Nigeria and Morocco renewed their commitment on Sunday to building a gas pipeline that will take an onshore and offshore route and a fertilisers plant, the royal palace in Rabat said.
The renewed commitment came during a phone call between Morocco’s King Mohammed VI and Nigerian President Muhammadu Buhari, the palace said. The two countries agreed to the pipeline in December 2016 and launched feasibility studies.
The pipeline will be 5,660 km (3,517 miles) long, the two countries said in June 2018, adding that construction will be in phases covering 25 years.
The two leaders also agreed to speed up efforts to launch a fertilizers factory in Nigeria by Morocco’s OCP Group, the world’s biggest phosphates exporter.
The plant will produce 750,000 tonnes of ammonia and 1 million tonnes of fertilizers and is expected to be operational by 2024, OCP officials told Reuters in July.
Like many other Moroccan firms, including banks, insurers and real estate companies, OCP has been expanding its investments in Sub-Saharan Africa in recent years, boosting the kingdom’s economic clout.
Few years back, the Economic Community of West African States (ECOWAS) endorsed the Moroccan-Nigerian off-shore on-shore gas pipeline that will benefit 13 African countries instead of the Algerian ink on paper proposal of a tans-Saharan pipeline.

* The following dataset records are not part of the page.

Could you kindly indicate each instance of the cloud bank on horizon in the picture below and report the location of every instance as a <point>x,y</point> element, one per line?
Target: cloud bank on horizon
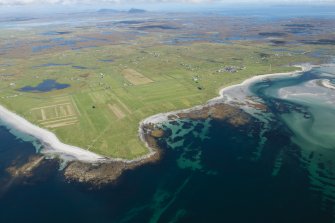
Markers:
<point>120,2</point>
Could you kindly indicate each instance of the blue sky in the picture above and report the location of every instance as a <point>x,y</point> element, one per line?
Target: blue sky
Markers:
<point>128,2</point>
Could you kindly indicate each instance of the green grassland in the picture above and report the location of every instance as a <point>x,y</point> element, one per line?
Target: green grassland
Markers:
<point>111,128</point>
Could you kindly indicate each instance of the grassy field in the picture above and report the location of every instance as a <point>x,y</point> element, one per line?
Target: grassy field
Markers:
<point>102,109</point>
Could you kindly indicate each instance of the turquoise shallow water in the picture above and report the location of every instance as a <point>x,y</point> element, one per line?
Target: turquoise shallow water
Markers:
<point>277,168</point>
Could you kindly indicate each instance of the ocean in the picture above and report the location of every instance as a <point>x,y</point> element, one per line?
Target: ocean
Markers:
<point>279,167</point>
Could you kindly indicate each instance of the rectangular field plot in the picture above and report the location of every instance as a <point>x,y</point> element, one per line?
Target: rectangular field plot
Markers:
<point>56,115</point>
<point>135,77</point>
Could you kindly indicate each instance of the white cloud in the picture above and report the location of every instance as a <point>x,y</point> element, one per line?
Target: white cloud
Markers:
<point>69,2</point>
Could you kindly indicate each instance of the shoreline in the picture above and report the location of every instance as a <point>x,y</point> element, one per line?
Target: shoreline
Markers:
<point>53,146</point>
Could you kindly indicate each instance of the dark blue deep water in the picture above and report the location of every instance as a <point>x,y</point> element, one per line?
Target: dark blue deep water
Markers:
<point>211,171</point>
<point>45,86</point>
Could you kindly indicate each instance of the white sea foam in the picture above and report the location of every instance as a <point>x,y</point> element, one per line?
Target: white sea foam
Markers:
<point>51,143</point>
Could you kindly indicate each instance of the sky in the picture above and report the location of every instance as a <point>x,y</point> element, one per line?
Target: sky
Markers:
<point>128,2</point>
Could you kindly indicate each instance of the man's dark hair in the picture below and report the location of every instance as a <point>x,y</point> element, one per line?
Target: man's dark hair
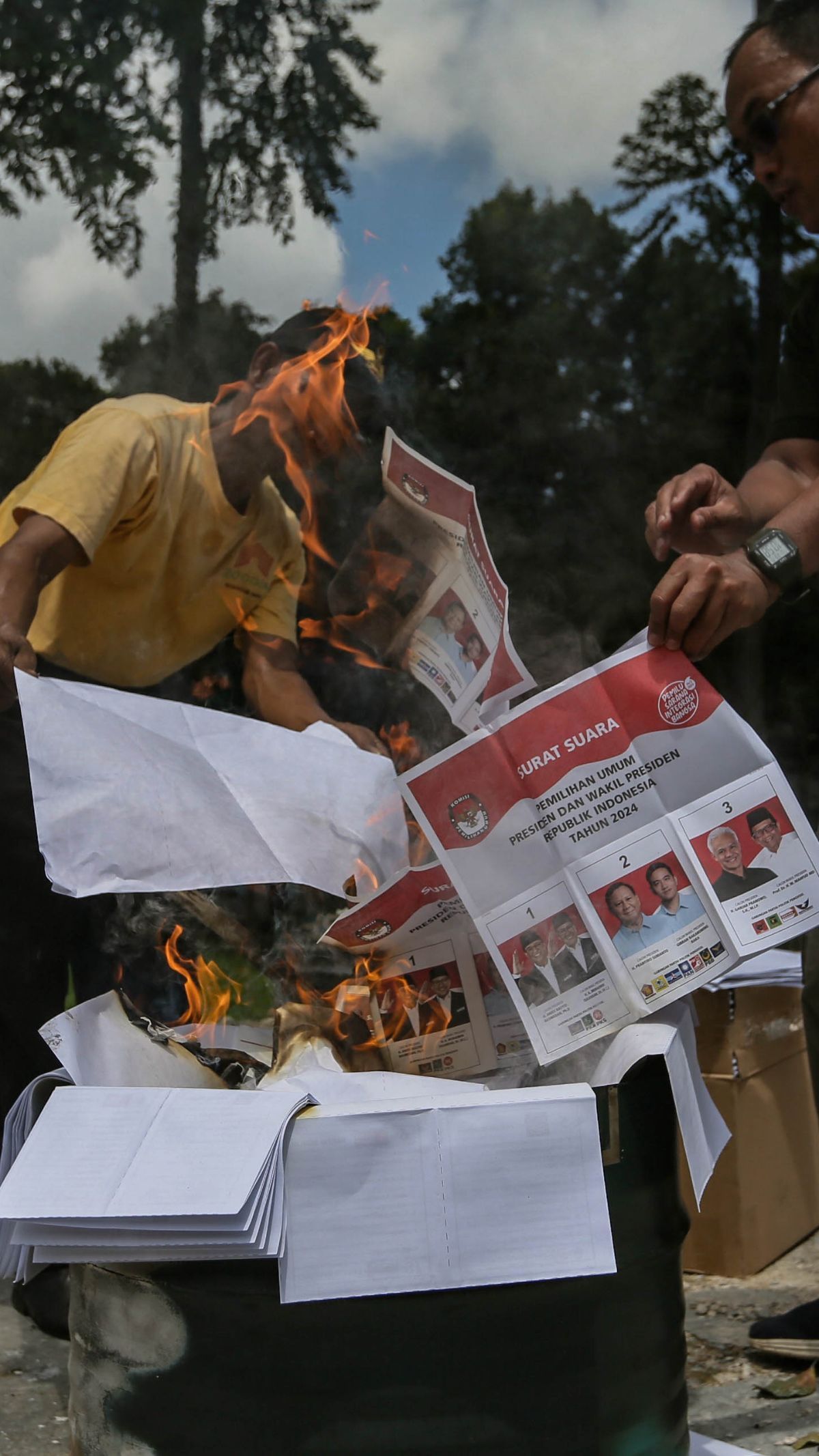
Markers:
<point>618,884</point>
<point>362,392</point>
<point>793,23</point>
<point>760,816</point>
<point>658,863</point>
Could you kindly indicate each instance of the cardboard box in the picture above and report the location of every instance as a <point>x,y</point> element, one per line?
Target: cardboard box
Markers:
<point>764,1195</point>
<point>748,1030</point>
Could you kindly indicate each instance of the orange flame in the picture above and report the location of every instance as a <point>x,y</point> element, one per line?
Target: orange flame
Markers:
<point>405,750</point>
<point>208,990</point>
<point>354,998</point>
<point>307,412</point>
<point>382,574</point>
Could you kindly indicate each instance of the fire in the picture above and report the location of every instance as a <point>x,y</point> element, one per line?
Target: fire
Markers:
<point>208,990</point>
<point>405,750</point>
<point>369,631</point>
<point>307,412</point>
<point>347,1014</point>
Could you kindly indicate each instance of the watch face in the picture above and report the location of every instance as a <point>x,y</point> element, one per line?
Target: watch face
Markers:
<point>774,551</point>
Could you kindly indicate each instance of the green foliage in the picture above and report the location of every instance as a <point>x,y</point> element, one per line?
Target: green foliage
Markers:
<point>37,401</point>
<point>681,159</point>
<point>568,377</point>
<point>85,95</point>
<point>76,114</point>
<point>139,358</point>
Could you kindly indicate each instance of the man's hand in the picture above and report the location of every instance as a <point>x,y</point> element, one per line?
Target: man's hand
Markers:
<point>362,737</point>
<point>698,511</point>
<point>703,599</point>
<point>15,651</point>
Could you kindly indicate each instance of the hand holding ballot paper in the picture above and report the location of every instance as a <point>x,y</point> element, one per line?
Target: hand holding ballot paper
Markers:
<point>605,838</point>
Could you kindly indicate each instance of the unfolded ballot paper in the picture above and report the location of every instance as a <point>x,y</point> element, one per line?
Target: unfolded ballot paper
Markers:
<point>496,1188</point>
<point>671,1034</point>
<point>133,793</point>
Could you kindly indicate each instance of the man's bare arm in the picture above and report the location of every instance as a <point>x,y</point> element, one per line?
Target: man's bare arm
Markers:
<point>700,511</point>
<point>34,556</point>
<point>703,599</point>
<point>277,691</point>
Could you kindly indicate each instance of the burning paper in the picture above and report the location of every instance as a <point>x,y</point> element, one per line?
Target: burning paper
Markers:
<point>422,590</point>
<point>437,999</point>
<point>607,840</point>
<point>100,1046</point>
<point>134,793</point>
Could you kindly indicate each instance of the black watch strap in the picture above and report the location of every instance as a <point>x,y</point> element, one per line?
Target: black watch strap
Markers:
<point>777,556</point>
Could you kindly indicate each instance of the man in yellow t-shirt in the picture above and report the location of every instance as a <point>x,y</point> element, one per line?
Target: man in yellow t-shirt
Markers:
<point>149,533</point>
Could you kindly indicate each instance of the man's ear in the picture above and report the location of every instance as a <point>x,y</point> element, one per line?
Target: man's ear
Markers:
<point>265,360</point>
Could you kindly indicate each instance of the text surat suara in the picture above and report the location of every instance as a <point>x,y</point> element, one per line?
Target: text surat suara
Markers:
<point>618,840</point>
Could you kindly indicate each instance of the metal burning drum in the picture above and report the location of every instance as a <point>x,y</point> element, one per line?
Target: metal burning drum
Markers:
<point>203,1360</point>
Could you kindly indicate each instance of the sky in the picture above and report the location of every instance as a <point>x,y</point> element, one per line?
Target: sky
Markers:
<point>473,94</point>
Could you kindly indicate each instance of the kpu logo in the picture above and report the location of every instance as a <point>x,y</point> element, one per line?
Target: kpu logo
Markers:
<point>415,489</point>
<point>374,931</point>
<point>469,816</point>
<point>678,702</point>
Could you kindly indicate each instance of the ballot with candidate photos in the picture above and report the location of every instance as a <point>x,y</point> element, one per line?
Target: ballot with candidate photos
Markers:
<point>424,997</point>
<point>618,840</point>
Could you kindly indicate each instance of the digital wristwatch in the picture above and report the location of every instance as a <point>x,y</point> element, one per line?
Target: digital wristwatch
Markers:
<point>777,556</point>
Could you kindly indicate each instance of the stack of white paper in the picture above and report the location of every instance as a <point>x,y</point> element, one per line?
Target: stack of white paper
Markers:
<point>774,967</point>
<point>19,1122</point>
<point>486,1188</point>
<point>147,1174</point>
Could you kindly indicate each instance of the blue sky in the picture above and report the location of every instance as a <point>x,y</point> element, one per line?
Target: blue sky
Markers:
<point>474,92</point>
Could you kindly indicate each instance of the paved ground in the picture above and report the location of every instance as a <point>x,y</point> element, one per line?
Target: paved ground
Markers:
<point>34,1388</point>
<point>722,1376</point>
<point>725,1401</point>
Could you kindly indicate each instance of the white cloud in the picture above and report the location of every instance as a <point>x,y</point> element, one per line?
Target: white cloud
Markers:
<point>61,302</point>
<point>547,86</point>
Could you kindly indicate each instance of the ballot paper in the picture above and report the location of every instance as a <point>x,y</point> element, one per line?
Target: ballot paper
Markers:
<point>421,588</point>
<point>427,1008</point>
<point>618,840</point>
<point>492,1188</point>
<point>134,793</point>
<point>15,1260</point>
<point>707,1446</point>
<point>100,1046</point>
<point>671,1034</point>
<point>776,967</point>
<point>152,1174</point>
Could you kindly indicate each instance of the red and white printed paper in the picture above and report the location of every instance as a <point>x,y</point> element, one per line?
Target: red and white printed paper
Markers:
<point>422,590</point>
<point>618,840</point>
<point>418,922</point>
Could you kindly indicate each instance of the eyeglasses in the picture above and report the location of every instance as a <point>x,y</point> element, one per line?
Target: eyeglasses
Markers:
<point>762,130</point>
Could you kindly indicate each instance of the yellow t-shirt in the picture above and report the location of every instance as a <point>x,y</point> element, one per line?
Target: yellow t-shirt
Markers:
<point>173,567</point>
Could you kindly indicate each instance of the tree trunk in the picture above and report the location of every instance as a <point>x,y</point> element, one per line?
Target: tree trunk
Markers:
<point>191,199</point>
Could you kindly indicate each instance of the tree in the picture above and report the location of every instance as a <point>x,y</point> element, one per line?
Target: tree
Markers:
<point>76,113</point>
<point>681,160</point>
<point>139,357</point>
<point>565,376</point>
<point>259,92</point>
<point>37,401</point>
<point>519,358</point>
<point>259,100</point>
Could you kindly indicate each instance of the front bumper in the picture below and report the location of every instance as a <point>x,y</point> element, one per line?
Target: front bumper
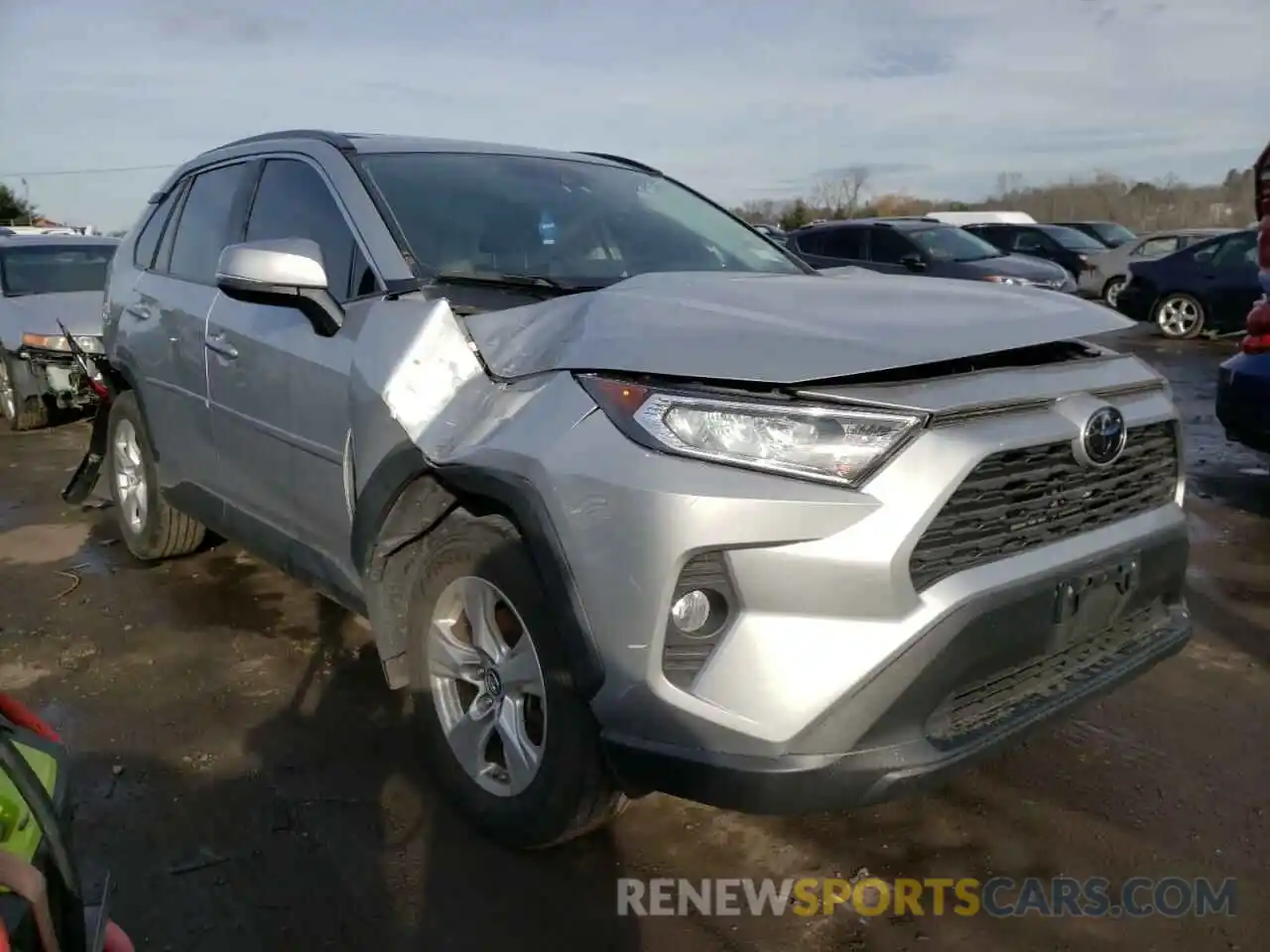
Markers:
<point>1135,299</point>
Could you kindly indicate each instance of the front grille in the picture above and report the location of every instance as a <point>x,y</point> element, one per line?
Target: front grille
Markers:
<point>1021,499</point>
<point>1017,692</point>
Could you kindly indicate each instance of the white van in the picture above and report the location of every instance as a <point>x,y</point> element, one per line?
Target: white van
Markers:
<point>982,217</point>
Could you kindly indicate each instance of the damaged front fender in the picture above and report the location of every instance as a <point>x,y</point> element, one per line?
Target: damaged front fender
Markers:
<point>431,433</point>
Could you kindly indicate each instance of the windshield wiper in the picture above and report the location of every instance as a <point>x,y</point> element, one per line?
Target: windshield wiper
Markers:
<point>516,282</point>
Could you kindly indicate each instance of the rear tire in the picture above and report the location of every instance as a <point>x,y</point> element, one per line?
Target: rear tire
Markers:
<point>1111,291</point>
<point>151,530</point>
<point>571,789</point>
<point>21,403</point>
<point>1180,316</point>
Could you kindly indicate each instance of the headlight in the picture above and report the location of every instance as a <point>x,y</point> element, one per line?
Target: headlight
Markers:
<point>824,443</point>
<point>58,341</point>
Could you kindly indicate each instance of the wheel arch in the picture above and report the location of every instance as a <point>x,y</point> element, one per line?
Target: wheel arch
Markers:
<point>405,499</point>
<point>123,379</point>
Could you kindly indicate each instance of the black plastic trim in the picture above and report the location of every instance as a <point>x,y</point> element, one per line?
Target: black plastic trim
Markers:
<point>402,466</point>
<point>525,504</point>
<point>624,160</point>
<point>130,379</point>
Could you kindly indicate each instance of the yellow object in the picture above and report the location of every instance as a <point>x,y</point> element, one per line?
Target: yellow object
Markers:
<point>19,833</point>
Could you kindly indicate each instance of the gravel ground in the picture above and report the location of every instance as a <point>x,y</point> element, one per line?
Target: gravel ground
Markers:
<point>252,784</point>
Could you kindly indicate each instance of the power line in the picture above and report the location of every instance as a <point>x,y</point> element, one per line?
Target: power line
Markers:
<point>84,172</point>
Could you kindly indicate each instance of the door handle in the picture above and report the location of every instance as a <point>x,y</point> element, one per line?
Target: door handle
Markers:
<point>218,344</point>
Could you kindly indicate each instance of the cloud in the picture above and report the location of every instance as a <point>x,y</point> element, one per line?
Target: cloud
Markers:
<point>744,99</point>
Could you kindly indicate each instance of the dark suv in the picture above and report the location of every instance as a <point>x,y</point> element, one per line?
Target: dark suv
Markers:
<point>920,246</point>
<point>1067,248</point>
<point>1106,232</point>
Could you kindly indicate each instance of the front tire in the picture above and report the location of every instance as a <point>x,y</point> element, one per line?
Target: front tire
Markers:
<point>1180,316</point>
<point>21,403</point>
<point>515,748</point>
<point>151,530</point>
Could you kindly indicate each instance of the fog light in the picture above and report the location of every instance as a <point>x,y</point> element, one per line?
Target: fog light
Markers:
<point>691,612</point>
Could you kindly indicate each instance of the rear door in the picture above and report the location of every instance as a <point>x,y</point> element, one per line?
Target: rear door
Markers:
<point>164,317</point>
<point>887,249</point>
<point>833,248</point>
<point>280,389</point>
<point>1228,271</point>
<point>1000,236</point>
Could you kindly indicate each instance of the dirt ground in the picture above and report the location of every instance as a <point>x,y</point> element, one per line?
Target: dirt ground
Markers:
<point>252,784</point>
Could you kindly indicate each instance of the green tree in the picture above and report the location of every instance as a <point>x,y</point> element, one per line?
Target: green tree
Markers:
<point>13,207</point>
<point>795,214</point>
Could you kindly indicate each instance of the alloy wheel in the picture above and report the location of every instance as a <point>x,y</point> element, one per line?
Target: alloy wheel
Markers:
<point>486,685</point>
<point>130,476</point>
<point>1178,316</point>
<point>8,399</point>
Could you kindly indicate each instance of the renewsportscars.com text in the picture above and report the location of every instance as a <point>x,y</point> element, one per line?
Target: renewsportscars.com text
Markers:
<point>1000,896</point>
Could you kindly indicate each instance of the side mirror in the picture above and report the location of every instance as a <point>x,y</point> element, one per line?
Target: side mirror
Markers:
<point>281,272</point>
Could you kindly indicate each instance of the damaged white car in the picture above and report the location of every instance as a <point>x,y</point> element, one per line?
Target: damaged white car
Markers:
<point>633,499</point>
<point>50,286</point>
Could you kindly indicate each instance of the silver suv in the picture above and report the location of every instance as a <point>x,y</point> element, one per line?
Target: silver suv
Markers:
<point>633,499</point>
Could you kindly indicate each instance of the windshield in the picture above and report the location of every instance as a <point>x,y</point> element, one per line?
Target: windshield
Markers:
<point>1074,240</point>
<point>1112,234</point>
<point>576,222</point>
<point>54,270</point>
<point>952,245</point>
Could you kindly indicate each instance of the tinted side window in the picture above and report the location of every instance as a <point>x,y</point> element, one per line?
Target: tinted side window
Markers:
<point>1236,252</point>
<point>1155,248</point>
<point>844,243</point>
<point>148,241</point>
<point>885,246</point>
<point>203,230</point>
<point>294,200</point>
<point>808,244</point>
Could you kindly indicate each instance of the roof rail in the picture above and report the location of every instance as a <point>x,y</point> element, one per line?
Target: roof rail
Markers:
<point>622,160</point>
<point>333,139</point>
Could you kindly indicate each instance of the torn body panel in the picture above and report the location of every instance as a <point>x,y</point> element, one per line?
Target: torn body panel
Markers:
<point>772,329</point>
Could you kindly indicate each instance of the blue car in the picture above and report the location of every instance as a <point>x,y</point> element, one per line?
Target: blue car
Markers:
<point>1243,381</point>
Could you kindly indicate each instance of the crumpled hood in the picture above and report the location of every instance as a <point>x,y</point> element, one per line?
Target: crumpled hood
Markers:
<point>775,329</point>
<point>39,313</point>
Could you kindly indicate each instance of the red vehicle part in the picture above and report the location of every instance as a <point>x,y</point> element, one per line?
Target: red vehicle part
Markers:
<point>1257,336</point>
<point>30,883</point>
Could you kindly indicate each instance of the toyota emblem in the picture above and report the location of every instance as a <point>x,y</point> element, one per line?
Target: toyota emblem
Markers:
<point>1103,436</point>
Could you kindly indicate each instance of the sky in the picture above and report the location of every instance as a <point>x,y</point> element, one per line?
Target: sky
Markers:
<point>743,99</point>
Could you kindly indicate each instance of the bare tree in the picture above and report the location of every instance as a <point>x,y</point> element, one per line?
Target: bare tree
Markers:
<point>842,195</point>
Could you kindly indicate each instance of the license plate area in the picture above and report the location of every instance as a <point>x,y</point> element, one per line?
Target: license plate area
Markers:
<point>1091,602</point>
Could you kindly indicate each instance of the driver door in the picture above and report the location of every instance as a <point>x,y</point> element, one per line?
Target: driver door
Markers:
<point>1229,280</point>
<point>278,389</point>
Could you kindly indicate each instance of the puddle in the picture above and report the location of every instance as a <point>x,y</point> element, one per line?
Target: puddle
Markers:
<point>19,675</point>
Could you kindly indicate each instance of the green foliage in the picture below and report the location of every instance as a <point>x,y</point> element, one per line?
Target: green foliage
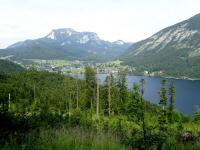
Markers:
<point>197,115</point>
<point>46,101</point>
<point>122,85</point>
<point>9,67</point>
<point>90,79</point>
<point>171,102</point>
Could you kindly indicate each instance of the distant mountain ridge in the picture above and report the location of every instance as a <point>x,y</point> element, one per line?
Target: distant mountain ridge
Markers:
<point>67,43</point>
<point>9,67</point>
<point>175,50</point>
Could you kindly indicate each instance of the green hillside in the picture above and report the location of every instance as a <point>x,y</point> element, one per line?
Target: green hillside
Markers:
<point>175,51</point>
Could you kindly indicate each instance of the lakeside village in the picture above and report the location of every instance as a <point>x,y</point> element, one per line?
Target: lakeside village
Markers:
<point>67,67</point>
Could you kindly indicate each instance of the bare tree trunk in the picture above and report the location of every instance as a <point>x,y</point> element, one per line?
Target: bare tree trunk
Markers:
<point>109,96</point>
<point>34,96</point>
<point>77,94</point>
<point>9,102</point>
<point>97,107</point>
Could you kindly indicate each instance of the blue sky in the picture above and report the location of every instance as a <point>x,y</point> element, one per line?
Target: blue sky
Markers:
<point>128,20</point>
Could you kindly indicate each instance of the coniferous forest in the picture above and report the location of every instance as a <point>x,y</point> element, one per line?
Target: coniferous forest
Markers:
<point>41,110</point>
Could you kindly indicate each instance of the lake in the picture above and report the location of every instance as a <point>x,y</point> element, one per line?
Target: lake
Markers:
<point>187,91</point>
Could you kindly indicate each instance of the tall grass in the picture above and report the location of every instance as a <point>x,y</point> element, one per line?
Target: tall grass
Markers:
<point>67,139</point>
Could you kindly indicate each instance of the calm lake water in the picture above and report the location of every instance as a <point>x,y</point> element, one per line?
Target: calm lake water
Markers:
<point>187,91</point>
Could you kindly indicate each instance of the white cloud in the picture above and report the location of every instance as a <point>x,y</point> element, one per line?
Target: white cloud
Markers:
<point>129,20</point>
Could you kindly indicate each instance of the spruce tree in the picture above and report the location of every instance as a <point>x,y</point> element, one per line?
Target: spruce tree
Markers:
<point>123,91</point>
<point>163,103</point>
<point>171,102</point>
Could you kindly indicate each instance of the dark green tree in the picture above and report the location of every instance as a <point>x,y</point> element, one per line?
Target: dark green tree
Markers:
<point>90,79</point>
<point>172,93</point>
<point>123,91</point>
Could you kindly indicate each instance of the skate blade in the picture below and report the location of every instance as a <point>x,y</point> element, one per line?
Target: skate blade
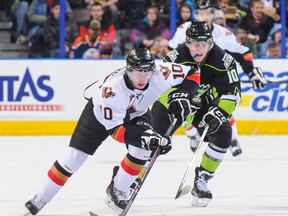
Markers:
<point>109,202</point>
<point>200,202</point>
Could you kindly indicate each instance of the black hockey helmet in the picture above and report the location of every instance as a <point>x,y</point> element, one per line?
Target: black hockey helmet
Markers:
<point>198,31</point>
<point>204,5</point>
<point>141,60</point>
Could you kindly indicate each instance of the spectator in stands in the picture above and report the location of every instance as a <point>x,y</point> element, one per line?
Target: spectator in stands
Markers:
<point>232,12</point>
<point>88,46</point>
<point>111,6</point>
<point>38,13</point>
<point>179,3</point>
<point>149,29</point>
<point>51,31</point>
<point>18,14</point>
<point>163,7</point>
<point>257,23</point>
<point>185,14</point>
<point>219,18</point>
<point>243,38</point>
<point>274,50</point>
<point>108,31</point>
<point>160,48</point>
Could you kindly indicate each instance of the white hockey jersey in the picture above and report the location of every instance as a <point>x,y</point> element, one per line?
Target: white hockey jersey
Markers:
<point>224,38</point>
<point>113,98</point>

A meeting was held in Burkina Faso in the capital Ouagadougou by the ECOWAS’ energy ministers in a move that sends a clear message of support for the Nigeria-Morocco pipeline that aims at fostering regional integration and strengthening energy security of West African states.
The pipeline will benefit 13 West African nations compared to the Algerian rusty promise of a transaharian pipeline that crosses only Niger and has never been subject to any feasibility study.